Tiré de Part of the Main : An Illustrated History of Newfoundland and Labrador de Peter Neary et Patrick O'Flaherty, Breakwater Books, St. John's, Terre-Neuve, ©1983, p. 104. Avec la permission des Presentation Congregation Archives, Presentation Convent.

D'autres ont suivi. Un homme d'affaires et antiquaire de la ville de Harbour Grace, W. A. Munn, examine avec soin cette pierre en 1905. Il n'y voit que des graffitis remontant aux 17e et 18e siècles.

La pierre de Cabot finit par trouver son défenseur, un enseignant et surintendant d'écoles, Leo E. F. English, nommé en 1946 conservateur du musée de Terre-Neuve (aujourd'hui le musée The Rooms, St. John's, T.-N.-L.). Il photographie la pierre en 1927 et affirme que ses photos montrent bien les mots « IO CABOTO » et des bribes de noms comme « SANCIO » et « SAINMALIA ». Il est persuadé que c'est « Cabot lui-même, ou du moins un membre de son équipage, qui a gravé ces noms sur cette pierre recouverte de déchets de poisson. » [Traduction libre] (Leo English, 1955)
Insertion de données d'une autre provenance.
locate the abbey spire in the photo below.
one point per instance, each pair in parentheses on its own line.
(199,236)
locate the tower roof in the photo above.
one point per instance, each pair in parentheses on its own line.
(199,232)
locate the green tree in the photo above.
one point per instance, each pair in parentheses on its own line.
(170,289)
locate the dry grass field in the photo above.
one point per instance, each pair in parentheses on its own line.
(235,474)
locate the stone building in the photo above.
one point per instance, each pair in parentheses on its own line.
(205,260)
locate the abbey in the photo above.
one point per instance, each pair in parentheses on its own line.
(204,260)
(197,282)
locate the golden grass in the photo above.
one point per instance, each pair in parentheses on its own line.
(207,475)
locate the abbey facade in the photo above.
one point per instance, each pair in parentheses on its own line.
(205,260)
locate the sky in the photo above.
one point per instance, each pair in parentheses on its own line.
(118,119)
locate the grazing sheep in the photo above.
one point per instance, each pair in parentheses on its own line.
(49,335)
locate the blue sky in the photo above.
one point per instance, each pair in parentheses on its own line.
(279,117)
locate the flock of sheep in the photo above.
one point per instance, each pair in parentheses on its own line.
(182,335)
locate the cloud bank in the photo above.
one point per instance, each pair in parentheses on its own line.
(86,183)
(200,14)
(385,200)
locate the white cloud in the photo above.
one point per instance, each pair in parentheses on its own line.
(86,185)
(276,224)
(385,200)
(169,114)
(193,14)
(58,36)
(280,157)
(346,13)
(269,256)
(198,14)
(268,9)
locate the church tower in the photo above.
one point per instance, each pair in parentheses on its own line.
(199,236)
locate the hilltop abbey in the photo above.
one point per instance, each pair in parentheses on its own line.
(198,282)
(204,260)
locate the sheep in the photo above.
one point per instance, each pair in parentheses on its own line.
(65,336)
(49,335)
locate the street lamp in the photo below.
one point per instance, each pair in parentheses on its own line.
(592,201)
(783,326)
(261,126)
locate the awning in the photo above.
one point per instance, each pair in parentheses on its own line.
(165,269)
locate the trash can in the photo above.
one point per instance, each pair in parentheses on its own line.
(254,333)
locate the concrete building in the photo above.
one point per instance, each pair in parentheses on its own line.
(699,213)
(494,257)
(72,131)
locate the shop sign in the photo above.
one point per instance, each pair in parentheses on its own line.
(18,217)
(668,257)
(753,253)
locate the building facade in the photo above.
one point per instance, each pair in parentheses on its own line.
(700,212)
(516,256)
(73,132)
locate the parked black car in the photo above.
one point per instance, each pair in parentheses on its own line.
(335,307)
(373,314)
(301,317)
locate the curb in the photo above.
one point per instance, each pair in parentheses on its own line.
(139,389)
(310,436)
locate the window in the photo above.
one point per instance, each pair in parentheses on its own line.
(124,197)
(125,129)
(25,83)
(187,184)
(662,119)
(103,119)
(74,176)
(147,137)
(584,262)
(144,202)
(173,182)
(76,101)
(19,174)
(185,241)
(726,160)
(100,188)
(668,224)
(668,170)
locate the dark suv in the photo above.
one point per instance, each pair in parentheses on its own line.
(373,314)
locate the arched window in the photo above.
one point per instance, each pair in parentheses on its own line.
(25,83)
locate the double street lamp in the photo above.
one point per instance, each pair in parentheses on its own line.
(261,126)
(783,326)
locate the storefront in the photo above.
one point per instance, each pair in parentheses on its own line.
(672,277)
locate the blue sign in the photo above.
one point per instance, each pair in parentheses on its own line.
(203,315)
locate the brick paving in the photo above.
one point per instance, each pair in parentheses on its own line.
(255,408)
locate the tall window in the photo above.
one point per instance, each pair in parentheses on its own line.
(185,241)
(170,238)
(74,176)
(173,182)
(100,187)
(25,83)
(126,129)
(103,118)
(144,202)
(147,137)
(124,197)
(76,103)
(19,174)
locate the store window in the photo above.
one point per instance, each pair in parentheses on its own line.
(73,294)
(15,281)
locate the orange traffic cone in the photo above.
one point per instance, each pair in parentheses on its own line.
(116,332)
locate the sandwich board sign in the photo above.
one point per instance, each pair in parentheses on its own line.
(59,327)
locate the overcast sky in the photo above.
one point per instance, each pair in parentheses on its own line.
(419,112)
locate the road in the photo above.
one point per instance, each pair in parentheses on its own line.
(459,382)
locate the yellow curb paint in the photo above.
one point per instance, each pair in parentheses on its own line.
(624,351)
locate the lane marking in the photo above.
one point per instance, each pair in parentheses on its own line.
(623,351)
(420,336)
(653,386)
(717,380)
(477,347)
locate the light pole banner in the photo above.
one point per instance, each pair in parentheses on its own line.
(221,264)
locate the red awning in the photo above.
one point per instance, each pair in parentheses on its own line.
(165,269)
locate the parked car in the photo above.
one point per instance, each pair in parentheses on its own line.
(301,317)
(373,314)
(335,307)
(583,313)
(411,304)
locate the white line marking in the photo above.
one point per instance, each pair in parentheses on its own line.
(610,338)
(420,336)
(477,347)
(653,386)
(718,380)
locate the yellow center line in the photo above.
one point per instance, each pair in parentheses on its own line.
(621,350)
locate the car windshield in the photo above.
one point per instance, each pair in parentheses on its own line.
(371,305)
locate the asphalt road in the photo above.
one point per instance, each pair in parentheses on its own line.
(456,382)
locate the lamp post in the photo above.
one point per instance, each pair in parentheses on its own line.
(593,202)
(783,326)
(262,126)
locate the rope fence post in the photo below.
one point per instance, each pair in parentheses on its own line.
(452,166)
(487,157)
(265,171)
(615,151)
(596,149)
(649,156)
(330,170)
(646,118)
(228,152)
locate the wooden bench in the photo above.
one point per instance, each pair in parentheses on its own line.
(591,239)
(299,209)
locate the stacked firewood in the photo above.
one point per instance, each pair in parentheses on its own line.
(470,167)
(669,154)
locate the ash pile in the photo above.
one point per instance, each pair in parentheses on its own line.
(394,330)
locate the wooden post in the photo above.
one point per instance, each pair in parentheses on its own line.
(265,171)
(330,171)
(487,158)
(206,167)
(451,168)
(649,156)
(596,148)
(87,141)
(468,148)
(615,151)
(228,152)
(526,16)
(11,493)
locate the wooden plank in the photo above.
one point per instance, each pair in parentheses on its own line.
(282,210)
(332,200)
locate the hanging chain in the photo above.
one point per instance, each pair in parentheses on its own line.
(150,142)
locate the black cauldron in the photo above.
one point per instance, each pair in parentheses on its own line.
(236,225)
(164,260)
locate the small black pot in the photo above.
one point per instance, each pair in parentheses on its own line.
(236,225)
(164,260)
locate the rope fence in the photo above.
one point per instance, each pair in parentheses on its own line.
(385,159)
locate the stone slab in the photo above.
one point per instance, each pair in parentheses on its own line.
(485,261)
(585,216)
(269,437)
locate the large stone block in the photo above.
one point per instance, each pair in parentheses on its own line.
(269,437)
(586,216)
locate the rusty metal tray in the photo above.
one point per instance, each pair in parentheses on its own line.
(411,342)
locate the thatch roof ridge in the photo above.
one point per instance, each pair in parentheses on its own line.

L'anecdote du décès de Jean Cabot à Grates Cove s'incruste dans les affirmations de Leo English en 1955. Le professeur Arthur Davies de l'Université d'Exeter pour qui, semble-t-il, l'authenticité de cette pierre ne fait aucun doute, amalgame les déclarations de Leo English à d'autres faits. L'explication qu'il propose dans un article est fort astucieuse. Les indications gravées sur la pierre dateraient plutôt de l'expédition de 1498 de Jean Cabot, qui lui est fatale. L'argument principal repose sur Gaspar Corte-Real qui, ayant fait prisonniers 50 autochtones dans l'est de Terre-Neuve en 1502, constate que l'un deux possède un bout d'épée dorée d'origine italienne et qu'un autre prisonnier porte des boucles d'oreilles en argent de fabrication vénitienne. Pour Arthur Davies, voilà des vestiges de l'expédition de Jean Cabot.

Il suggère qu'après avoir pêché près de l'île de Baccalieu, Jean Cabot se dirige vers le sud et traverse la baie de la Conception. Le navire coule en mer. Il est possible que Jean Cabot, son fils Sancio et des membres de l'équipage réussissent à atteindre le rivage de Grates Cove dans une embarcation. Jean Cabot et Sancio y ont sûrement débarqué, morts ou vivants, car l'épée appartient certainement à Jean Cabot et les boucles d'oreilles au jeune Sancio. Sur la terre ferme, les rescapés gravent leurs noms sur la pierre pour faciliter les recherches. « Sainmalia » est peut-être ce qui reste de la phrase « Sainte Marie sauve nous » ou une autre expression du genre. Selon Arthur Davies, ils sont tués peu après par des Indiens. (Arthur Davies, 1955)

Arthur Davies ne s'est jamais rendu à Grates Cove. Ceux qui l'ont fait n'ont jamais pu constater ce que Leo English y a aperçu, et ses allégations ont fait l'objet de critiques. La disparition de la pierre ne permet pas de vérifier qui, de Leo English ou de ses détracteurs, avaient raison.